More on Donate Life Event

I was so happy yesterday that the leaders of this great little community I live in realized that organ donation is important enough to create an event and proclamation to recognize National Donate Life Month. It was really a neat event, so it made me kind of sad, that not many people knew about it. We’ll call this year a good start, but I think next time we’ll have to do something about that… 😉

The videos from yesterday are uploaded and ready for you to see! Just click on the links below…

Steve Brown: Comments on Organ Donation & Reading of the City of Pocatello’s Proclamation

Sarah Brown: Donate Life Advocate as Heart Transplant Survivor

Megan Moore, Miss Treasure Valley: Donate Life Advocate from Personal Loss

Big huge bonus… My sweethearts made the paper! (At least those who read the paper will know….) I kind of figured there would be something, with all the picture and note taking going on behind me yesterday.

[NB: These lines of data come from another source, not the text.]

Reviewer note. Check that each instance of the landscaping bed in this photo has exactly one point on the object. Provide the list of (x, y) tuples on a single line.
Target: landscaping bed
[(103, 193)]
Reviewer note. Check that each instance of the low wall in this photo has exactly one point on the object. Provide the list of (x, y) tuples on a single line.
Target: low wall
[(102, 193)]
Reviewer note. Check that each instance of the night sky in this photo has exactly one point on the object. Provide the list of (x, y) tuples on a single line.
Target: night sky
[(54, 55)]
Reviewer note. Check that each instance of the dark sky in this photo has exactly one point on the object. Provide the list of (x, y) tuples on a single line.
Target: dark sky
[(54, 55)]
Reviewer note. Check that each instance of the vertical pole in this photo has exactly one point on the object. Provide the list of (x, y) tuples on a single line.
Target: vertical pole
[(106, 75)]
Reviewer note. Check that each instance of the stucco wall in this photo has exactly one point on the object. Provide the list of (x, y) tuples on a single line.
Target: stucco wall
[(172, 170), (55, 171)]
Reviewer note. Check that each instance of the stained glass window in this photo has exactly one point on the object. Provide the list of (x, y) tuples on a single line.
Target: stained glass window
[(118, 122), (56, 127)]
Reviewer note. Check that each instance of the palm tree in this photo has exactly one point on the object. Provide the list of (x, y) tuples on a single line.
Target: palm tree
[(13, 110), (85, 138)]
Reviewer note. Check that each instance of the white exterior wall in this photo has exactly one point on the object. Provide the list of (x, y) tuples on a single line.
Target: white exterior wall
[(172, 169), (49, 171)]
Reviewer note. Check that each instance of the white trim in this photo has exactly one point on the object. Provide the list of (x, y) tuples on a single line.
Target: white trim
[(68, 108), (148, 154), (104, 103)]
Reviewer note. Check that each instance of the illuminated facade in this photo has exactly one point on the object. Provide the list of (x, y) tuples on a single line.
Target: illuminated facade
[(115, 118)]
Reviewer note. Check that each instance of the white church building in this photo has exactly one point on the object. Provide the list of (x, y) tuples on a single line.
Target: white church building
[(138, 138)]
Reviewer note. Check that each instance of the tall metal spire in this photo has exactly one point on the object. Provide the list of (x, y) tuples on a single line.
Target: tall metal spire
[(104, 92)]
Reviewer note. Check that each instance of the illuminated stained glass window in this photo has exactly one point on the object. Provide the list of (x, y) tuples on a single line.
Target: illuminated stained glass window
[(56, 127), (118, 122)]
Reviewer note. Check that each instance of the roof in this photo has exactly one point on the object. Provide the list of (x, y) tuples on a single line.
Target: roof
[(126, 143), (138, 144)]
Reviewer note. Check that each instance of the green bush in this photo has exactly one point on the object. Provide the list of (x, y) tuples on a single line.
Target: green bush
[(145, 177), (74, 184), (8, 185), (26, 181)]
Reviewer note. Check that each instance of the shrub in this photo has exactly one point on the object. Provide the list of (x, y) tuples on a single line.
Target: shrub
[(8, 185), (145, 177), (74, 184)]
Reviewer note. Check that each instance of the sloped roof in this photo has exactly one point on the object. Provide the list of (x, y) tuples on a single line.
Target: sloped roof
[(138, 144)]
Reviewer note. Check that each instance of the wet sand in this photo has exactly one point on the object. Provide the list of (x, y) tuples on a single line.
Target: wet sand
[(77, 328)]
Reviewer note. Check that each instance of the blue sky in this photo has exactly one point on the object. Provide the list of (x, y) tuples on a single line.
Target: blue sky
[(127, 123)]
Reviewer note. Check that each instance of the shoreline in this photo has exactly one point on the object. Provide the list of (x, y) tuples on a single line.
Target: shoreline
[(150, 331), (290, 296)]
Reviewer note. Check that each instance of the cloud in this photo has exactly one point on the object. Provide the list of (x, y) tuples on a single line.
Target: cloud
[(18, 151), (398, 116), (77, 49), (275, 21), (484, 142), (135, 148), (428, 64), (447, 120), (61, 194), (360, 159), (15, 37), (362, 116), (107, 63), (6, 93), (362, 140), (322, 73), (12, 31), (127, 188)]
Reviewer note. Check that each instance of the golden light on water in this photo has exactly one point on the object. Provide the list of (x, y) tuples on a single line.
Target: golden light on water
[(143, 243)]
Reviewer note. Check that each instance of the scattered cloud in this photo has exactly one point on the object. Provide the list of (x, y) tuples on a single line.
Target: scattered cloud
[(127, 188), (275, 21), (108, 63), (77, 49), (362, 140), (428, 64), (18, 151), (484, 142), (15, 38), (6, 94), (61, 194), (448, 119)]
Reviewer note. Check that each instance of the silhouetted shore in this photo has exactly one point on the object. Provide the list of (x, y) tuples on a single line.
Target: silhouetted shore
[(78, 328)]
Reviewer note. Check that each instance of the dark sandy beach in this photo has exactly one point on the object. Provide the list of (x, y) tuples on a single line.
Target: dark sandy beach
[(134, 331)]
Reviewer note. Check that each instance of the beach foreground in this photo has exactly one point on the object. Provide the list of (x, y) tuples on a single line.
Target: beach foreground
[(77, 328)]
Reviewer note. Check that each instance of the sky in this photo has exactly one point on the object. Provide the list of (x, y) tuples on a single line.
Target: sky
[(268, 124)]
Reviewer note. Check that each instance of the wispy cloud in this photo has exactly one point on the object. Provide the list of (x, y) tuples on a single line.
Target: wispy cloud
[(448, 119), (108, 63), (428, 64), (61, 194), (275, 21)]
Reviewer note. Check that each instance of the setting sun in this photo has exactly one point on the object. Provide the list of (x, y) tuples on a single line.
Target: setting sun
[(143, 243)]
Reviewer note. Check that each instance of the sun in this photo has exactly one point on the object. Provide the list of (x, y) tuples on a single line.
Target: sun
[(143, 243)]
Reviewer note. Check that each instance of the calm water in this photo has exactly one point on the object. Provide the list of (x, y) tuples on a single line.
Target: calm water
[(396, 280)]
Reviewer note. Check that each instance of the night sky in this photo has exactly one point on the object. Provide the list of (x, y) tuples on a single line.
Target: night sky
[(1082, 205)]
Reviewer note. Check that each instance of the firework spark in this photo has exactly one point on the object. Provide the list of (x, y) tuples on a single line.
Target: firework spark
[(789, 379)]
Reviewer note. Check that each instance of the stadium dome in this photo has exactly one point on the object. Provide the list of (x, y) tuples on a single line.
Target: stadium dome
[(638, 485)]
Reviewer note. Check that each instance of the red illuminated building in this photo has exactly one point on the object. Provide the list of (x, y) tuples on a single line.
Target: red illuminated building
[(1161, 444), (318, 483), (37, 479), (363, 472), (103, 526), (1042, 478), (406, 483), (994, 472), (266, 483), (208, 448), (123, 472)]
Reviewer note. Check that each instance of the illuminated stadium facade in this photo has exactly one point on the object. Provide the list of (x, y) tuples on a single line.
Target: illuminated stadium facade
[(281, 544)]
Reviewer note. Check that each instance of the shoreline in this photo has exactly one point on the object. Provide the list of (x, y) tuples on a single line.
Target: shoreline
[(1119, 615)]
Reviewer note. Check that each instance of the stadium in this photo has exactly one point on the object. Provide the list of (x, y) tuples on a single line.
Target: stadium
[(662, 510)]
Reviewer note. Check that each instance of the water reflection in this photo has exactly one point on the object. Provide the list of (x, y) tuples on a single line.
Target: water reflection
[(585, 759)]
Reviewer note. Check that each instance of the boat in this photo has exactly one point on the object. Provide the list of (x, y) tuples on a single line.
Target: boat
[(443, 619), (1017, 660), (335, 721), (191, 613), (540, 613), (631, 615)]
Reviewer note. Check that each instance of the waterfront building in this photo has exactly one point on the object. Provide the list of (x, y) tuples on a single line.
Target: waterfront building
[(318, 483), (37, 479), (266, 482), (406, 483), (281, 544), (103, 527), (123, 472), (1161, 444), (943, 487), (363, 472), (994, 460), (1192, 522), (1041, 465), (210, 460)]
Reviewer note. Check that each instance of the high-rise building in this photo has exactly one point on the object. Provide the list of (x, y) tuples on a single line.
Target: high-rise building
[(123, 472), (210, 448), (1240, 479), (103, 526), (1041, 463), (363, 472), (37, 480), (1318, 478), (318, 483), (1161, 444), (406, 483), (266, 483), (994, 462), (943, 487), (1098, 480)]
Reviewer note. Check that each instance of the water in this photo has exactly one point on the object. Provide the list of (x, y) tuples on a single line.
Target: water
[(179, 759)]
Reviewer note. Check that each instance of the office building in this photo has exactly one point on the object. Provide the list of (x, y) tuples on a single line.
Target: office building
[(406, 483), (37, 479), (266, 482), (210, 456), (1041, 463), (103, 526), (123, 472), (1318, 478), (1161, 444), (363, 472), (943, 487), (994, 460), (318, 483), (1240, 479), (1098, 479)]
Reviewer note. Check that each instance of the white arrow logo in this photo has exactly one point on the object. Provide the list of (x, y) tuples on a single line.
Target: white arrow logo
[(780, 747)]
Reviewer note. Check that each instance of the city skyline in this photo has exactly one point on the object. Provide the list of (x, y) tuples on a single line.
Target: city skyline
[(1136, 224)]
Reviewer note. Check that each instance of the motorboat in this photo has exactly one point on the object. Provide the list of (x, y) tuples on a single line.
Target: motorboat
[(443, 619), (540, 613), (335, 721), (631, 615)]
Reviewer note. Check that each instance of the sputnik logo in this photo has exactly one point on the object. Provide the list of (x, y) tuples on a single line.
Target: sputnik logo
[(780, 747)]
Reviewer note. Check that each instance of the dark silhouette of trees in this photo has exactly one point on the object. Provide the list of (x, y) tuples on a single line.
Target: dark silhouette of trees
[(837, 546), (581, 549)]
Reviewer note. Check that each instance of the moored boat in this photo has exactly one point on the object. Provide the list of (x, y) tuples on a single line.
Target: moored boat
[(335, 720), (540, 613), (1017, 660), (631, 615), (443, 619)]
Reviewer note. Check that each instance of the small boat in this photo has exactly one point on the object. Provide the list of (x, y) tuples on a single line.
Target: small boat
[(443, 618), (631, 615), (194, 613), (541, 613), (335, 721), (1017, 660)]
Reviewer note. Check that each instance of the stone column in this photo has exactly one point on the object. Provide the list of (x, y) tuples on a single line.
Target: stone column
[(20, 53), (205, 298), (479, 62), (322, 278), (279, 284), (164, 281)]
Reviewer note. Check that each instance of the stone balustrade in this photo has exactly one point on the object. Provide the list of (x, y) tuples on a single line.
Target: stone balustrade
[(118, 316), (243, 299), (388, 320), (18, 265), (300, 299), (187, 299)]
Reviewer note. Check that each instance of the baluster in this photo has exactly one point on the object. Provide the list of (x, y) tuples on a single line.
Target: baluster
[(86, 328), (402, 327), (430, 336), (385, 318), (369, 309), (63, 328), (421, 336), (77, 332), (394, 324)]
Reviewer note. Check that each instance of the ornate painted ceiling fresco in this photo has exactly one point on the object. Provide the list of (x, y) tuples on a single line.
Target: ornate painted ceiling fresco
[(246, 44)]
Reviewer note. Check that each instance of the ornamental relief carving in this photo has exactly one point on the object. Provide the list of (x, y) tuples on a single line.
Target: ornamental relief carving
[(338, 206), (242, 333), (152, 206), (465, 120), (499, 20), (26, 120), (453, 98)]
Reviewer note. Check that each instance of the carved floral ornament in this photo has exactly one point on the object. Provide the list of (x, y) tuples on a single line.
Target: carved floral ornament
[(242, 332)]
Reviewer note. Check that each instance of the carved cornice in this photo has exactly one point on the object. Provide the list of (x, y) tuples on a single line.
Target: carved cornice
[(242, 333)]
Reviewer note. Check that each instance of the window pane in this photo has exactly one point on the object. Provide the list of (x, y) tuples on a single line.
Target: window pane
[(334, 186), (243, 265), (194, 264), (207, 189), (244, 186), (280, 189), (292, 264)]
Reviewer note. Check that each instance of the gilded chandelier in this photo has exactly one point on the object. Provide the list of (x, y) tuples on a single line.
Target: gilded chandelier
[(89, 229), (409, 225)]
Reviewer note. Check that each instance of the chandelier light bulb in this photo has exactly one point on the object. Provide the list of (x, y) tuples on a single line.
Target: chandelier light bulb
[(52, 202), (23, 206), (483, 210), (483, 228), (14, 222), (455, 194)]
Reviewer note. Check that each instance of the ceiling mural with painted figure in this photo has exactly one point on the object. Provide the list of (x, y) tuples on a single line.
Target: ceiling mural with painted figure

Here’s the article about Pocatello’s National Donate Life event from the Idaho State Journal. (Sarah’s name is spelled wrong, but we’ll forgive, since it was a pretty good article.)

Councilman Brown backs organ donation

Photo: Doug Lindley/Idaho State Journal Steve Brown watches as his daughter, Sara, speaks at the Pocatello City Hall about her trials of getting a heart donated for her and how there was a need for donated organs.
Photo: Doug Lindley/Idaho State Journal
Steve Brown watches as his daughter, Sara, speaks at the Pocatello City Hall about her trials of getting a heart donated for her and how there was a need for donated organs.

POCATELLO — Just shy of a year since his daughter Sara received a lifesaving heart transplant, Pocatello City Councilman Steve Brown said his role in celebrating National Donate Life Month on Wednesday was “personal.”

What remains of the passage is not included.